2021-05-07 Thread Peter Zijlstra
On Fri, May 07, 2021 at 03:03:51PM -0500, Christopher M. Riedl wrote:
> On Thu May 6, 2021 at 5:51 AM CDT, Peter Zijlstra wrote:
> > On Wed, May 05, 2021 at 11:34:51PM -0500, Christopher M. Riedl wrote:
> > > Powerpc allows for multiple CPUs to patch concurrently. When patching
> > > with STRICT_KERNEL_RWX a single patching_mm is allocated for use by all
> > > CPUs for the few times that patching occurs. Use a spinlock to protect
> > > the patching_mm from concurrent use.
> > > 
> > > Modify patch_instruction() to acquire the lock, perform the patch op,
> > > and then release the lock.
> > > 
> > > Also introduce {lock,unlock}_patching() along with
> > > patch_instruction_unlocked() to avoid per-iteration lock overhead when
> > > patch_instruction() is called in a loop. A follow-up patch converts some
> > > uses of patch_instruction() to use patch_instruction_unlocked() instead.
> >
> > x86 uses text_mutex for all this, why not do the same?
> 
> I wasn't entirely sure if there is a problem with potentially going to
> sleep in some of the places where patch_instruction() is called - the
> spinlock avoids that (hypothetical) problem.

So I'm not saying you like have to do this; but I did wonder if there's
a reason not to, and given you didn't mention it, I had to ask.

> I just tried switching to text_mutex and at least on a P9 machine the
> series boots w/ the Hash and Radix MMUs (with some lockdep errors). I
> can rework this in the next version to use text_mutex if I don't find
> any new problems with more extensive testing. It does mean more changes
> to use patch_instruction_unlocked() in kprobe/optprobe/ftace in
> arch/powerpc since iirc those are called with text_mutex already held.

The x86 text_poke() has a lockdep_assert_held(_mutex) in to make
sure nobody 'forgets' :-)


Re: [RESEND PATCH v4 10/11] powerpc: Protect patching_mm with a lock

2021-05-07 Thread Christopher M. Riedl
On Thu May 6, 2021 at 5:51 AM CDT, Peter Zijlstra wrote:
> On Wed, May 05, 2021 at 11:34:51PM -0500, Christopher M. Riedl wrote:
> > Powerpc allows for multiple CPUs to patch concurrently. When patching
> > with STRICT_KERNEL_RWX a single patching_mm is allocated for use by all
> > CPUs for the few times that patching occurs. Use a spinlock to protect
> > the patching_mm from concurrent use.
> > 
> > Modify patch_instruction() to acquire the lock, perform the patch op,
> > and then release the lock.
> > 
> > Also introduce {lock,unlock}_patching() along with
> > patch_instruction_unlocked() to avoid per-iteration lock overhead when
> > patch_instruction() is called in a loop.
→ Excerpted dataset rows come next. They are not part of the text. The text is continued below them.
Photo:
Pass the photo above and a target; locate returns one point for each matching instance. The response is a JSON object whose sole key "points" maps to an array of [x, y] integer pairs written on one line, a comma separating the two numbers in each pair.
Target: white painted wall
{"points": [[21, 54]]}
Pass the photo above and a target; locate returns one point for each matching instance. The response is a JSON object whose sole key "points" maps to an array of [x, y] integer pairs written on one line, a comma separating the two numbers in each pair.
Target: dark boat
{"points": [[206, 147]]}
A follow-up patch converts some
> > uses of patch_instruction() to use patch_instruction_unlocked() instead.
>
> x86 uses text_mutex for all this, why not do the same?

I wasn't entirely sure if there is a problem with potentially going to
sleep in some of the places where patch_instruction() is called - the
spinlock avoids that (hypothetical) problem.

I just tried switching to text_mutex and at least on a P9 machine the
series boots w/ the Hash and Radix MMUs (with some lockdep errors). I
can rework this in the next version to use text_mutex if I don't find
any new problems with more extensive testing. It does mean more changes
to use patch_instruction_unlocked() in kprobe/optprobe/ftace in
arch/powerpc since iirc those are called with text_mutex already held.

Thanks!
Chris R.


Re: [RESEND PATCH v4 10/11] powerpc: Protect patching_mm with a lock

2021-05-06 Thread Peter Zijlstra
On Wed, May 05, 2021 at 11:34:51PM -0500, Christopher M. Riedl wrote:
> Powerpc allows for multiple CPUs to patch concurrently. When patching
> with STRICT_KERNEL_RWX a single patching_mm is allocated for use by all
> CPUs for the few times that patching occurs. Use a spinlock to protect
> the patching_mm from concurrent use.
> 
> Modify patch_instruction() to acquire the lock, perform the patch op,
> and then release the lock.
> 
> Also introduce {lock,unlock}_patching() along with
> patch_instruction_unlocked() to avoid per-iteration lock overhead when
> patch_instruction() is called in a loop. A follow-up patch converts some
> uses of patch_instruction() to use patch_instruction_unlocked() instead.

x86 uses text_mutex for all this, why not do the same?